You Are There: That Ayres Look is nearing the end of its run; it closes Aug. 6. Much like You Are There 1945: Hoosier Home Front the first You Are There Ayres has been one of those exhibits that has an immediate connection to Indiana and especially Indianapolis residents. I predict that You Are There 1948: Communities Can! will be the same way, conjuring memories of mothers and grandmothers.
I grew up hearing stories about the magnificent L.S. Ayres Department Store. My mother’s mother came here at 19 from Nashville, Tenn., after she married my grandfather in 1946. She remembers the days of walking downtown to shop at Ayres and how the items she bought would be delivered before she could even get home on the streetcar. She worked at the Ayres at Greenwood Park Mall in the late 1960s.
Both of my dad’s parents worked at the Ayres downtown in 1946 and didn’t even know each other until a blind date four years later. Grandpa was a stock boy who took items the sales clerks sold on the floor down to be packaged for delivery.
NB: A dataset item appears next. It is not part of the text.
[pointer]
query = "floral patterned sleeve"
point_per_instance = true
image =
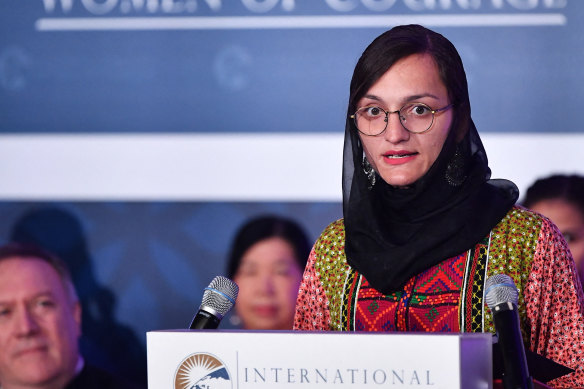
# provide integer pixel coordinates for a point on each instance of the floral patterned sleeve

Grandma worked in what was known as the Sub-Deb Club. According to IHS Press book L.S. Ayres and Company: The Store at the Crossroads of America, subdeb clubs were popular in the 1930s and 1940s. The club met once a month at Ayres after the store started sponsoring the Indianapolis Federation of Sub-Debs in 1939. I can just imagine my grandmother showing the newest styles to girls and soaking up the manners and decorum lessons. She also worked as a sales clerk.
I don’t remember the Ayres on the corner of Meridian and Washington streets, but I do remember that any time my grandparents took me shopping at Greenwood Park Mall, a stop at Ayres was a must. What are your memories of Ayres?